Diyeceksiniz ki; “Sen spor yazarı değil misin kardeşim? İşine baksana!”
Ben de diyorum ki; “Türkiye Milli Futbol Takımı, Turkish National Football Team olarak isim değiştirsin. Yabancı sermaye altına girsin ve milli futbolcuları maaşa bağlasın!”
Çünkü Milli Takım’a edilen küfürlerin nereye gittiği bilinmiyor. Bu böyle gitmeyecek belli ki! Tribün Volkan Demirel’e, Volkan da tribüne ana avrat söverse; Emre Belözoğlu, Volkan’ı sakinleştirmek amacıyla tribüne söver sayarsa, bu iş bitmiş demektir.
Son zamanlarda fazlaca söylediğim ve tepki gören bir söz var: “Milli Takımı sevmiyorum!” Sevenleri gördük, ana-bacı dümdüz maaşallah! Bu şekilde seveceklerine, benim gibi sevmesinler daha iyi!

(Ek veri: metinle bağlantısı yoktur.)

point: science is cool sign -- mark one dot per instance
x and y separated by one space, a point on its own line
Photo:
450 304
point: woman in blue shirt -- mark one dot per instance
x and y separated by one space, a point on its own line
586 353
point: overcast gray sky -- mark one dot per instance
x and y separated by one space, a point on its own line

Bir an önce özümüze dönmemiz gerek. Türk ahlakını, Türk gücünü geri kazanmalıyız. Duygularımızı geri kazanmalıyız. Hırvatistan kazanır diye bahis oynayıp da para kazandığında, kendi Milli Takımı adına zerre kadar üzülmeyen arkadaş! Sana sesleniyorum; YAPMA!
Hırvatistan’a kendi sahamızda farklı kaybetmemiz zerre kadar koymadı bana. Ama kırmızı beyaz giyinmiş, göğsünde Türk Bayrağı taşıyan adamlara edilen küfürler kulaklarımı yırttı! Kalbimi yaraladı!
Şimdiye kadar işin ahlaki boyutundan bahsettik. Ancak Sayın Guus Hiddink, Gökhan Töre’yi, Ömer Toprak’ı hiç mi izlemiyor da bu adamları yedek soyunduruyor? Yorgunlardan, sakatlardan geçilmiyor. Şans ver bu adamlara!
Çok belli ki TFF lokmaları küçük küçük götürürken, lafları büyük büyük sallıyor.
Türk Futbolu bu değil! Türk olmak, hiç değil.
Çıkalım Zagreb’de 5-0 kaybedelim, ama adam gibi bir takımla, adam gibi bir taraftarla…
Küçük bir not:
Öte yandan çok kıymet verdiğim Hocam Bülent Korkmaz, KDÇ Karabükspor ile anlaştı. İki taraf için ve Türk futbolu için hayırlı olmasını temenni eder, Bülent Hocam’a başarılar dilerim.